8 Ways to Raise Your Children for Competency Instead of Comfort

by Lindsey Sheckles, LPC
in Family
on 15 July 2016

Growing up one of my father’s favorite sayings was “Pain/disappointment/discomfort builds character and/or humility”. A little background. My father grew up in extreme poverty, served, active duty, in the military for 24 years, and has had a series of health issue resulting from his service in the military, so the man knows a thing or two about discomfort. Uncomfortable situations, failure, and disappointment are all facts of life we will experience. However, what separates the men from the boys and the women from the girls is how we deal and adjust to things going wrong.

 Some parents often attempt to shield their children from any pain or discomfort. Although attempts to block discomfort are well intended, this behavior does not help children grow into to competent, well-adjusted adults. No adversity is just as harmful as too much adversity. Children who do not learn to deal with and adjust to failure, disappointment, and discomfort often have difficulty with problem solving and lack resiliency.
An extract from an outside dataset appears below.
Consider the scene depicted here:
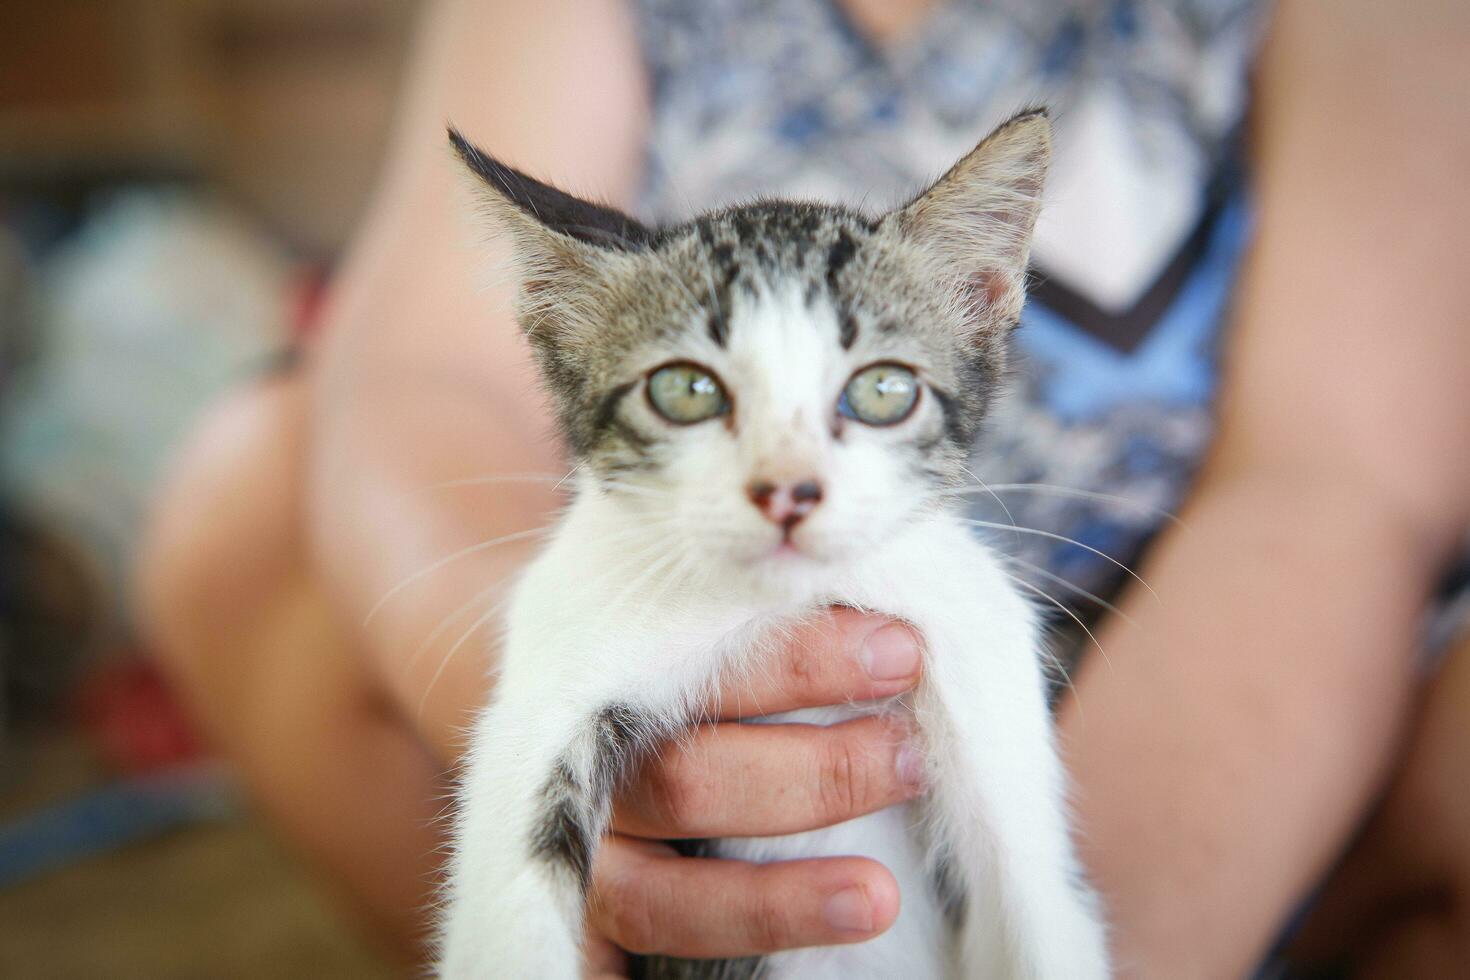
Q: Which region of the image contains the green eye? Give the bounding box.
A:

Sadly, children who been blacked from all things uncomfortable, are often under the misguided assumption the universe will bend to their will, but when it doesn’t, they are crushed and unable to remove themselves from the rubble. The following are ways to make sure this does not happen to your kiddo.

1.Encourage your child to complete age appropriate task as early as possible

Encourage you children to take part in the household by completing task that are age appropriate. Ask them to help put away groceries or clear the dinner table when they are young. Children feel confident in their ability to help and successfully complete task. Resist the urge to correct. Instead encourage and praise the behavior.

2.Let your child settle their own disagreements with peers

This one is tough one, but only under extreme circumstance should you step in. Learning to manage conflict and personal relationships early will help your children in their future friendships and relationships.

3.Practice and model positive self-talk

Little ears and eyes are listening and watching everything we do. What they heard and absorb from the adults around them shape their worldview and view of themselves. It is imperative to model positive self-talk, so children mirror this behavior. 

4.Let effort be the star, not results

When a child achieves a goal give feedback that emphasizes the effort not necessarily the result. For example “You worked very hard for you award!” Although, the award is recognized the statement emphasizes the hard work. 

5.Encourage problem solving instead of provide solutions for your child

Allow your child to solve problems when appropriate. This insures that your child will be able to solve more complex life problems in the future.

6.Show empathy for child’s feelings of anger, frustration or sadness

Allow children to express their feelings and show empathy, but avoid trying to fix and change the feeling to a more comfortable one. Children should learn to express and manage their emotions, and that cannot happen if a parent is constantly running interference.

7.Encourage exploration

Create a safe environment where your child can explore. I’m not suggesting you allow your child to ride their bike across town, during rush hour. However, I am suggesting children do not need constant adult hovering.  

8.Support in times of disappointment, but resist the urge to fix

Again disappointments are unavoidable. Parents who safeguard their children from every disappointment are doing them a major disservice. Children are incredibly resilient. That said, if your child receives a bad grade or gets cut from a sports team, show empathy, but DO NOT run interference. Fixing in the moment is temporary. Learning to cope with disappointment is a life skill that is best developed sooner than later.